La Coquille et le Clergyman - 1928

Country: France
Director: Germaine Dulac
Writer: Antonin Artaud, Germaine Dulac (uncredited)
Stars: Alex Allin, Genica Athanasiou and Lucien Bataille
Also known as: A kagyló és a lelkész (Hungary), El clérigo y la caracola (Argentina),
Muszelka i pastor (Poland), The Seashell and the Clergyman (International - English title)
Filming Locations: Paris, France
Production Co: Délia Film
Sound Mix: Silent
Color: Black and White
The British Board of Film Censors banned this film in the UK in 1927, saying, "This film is so obscure as to have no apparent meaning. If there is a meaning, it is doubtless objectionable."
At the film's premier, writer Antonin Artaud, who was obviously not pleased by what director Germaine Dulac did to his screenplay, shouted at the screen, calling her a cow.
Plot Keywords: Lust | Nudity | Surrealism | Seashell | Obsession  |  Female Nudity | Controversy | Avant Garde | Priest
Genres: Short
Obsessed with a general's woman, a clergyman has strange visions of death and lust, struggling against his own eroticism.

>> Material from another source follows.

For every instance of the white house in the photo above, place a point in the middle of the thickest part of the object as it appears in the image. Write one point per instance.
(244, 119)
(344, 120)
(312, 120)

The predecessor of Un Chien Andalou and directed by the lone woman filmmaker of her time, La Coquille et le Clergyman is one of the most celebrated of French avant-garde movies of the '20s, partly because Antonin Artaud wrote the script, partly because the British censor of the time banned it with the legendary words 'If this film has a meaning, it is doubtless objectionable'. Artaud was reputedly unhappy with Dulac's realization of his scenario, and it's true that the story's anti-clericalism (a priest develops a lustful passion that plunges him into bizarre fantasies) is somewhat undermined by the director's determined visual lyricism. But the fragmentation of the narrative and the innovative imagery remain provocative, and the film is of course fascinating testimony to the currents of its time.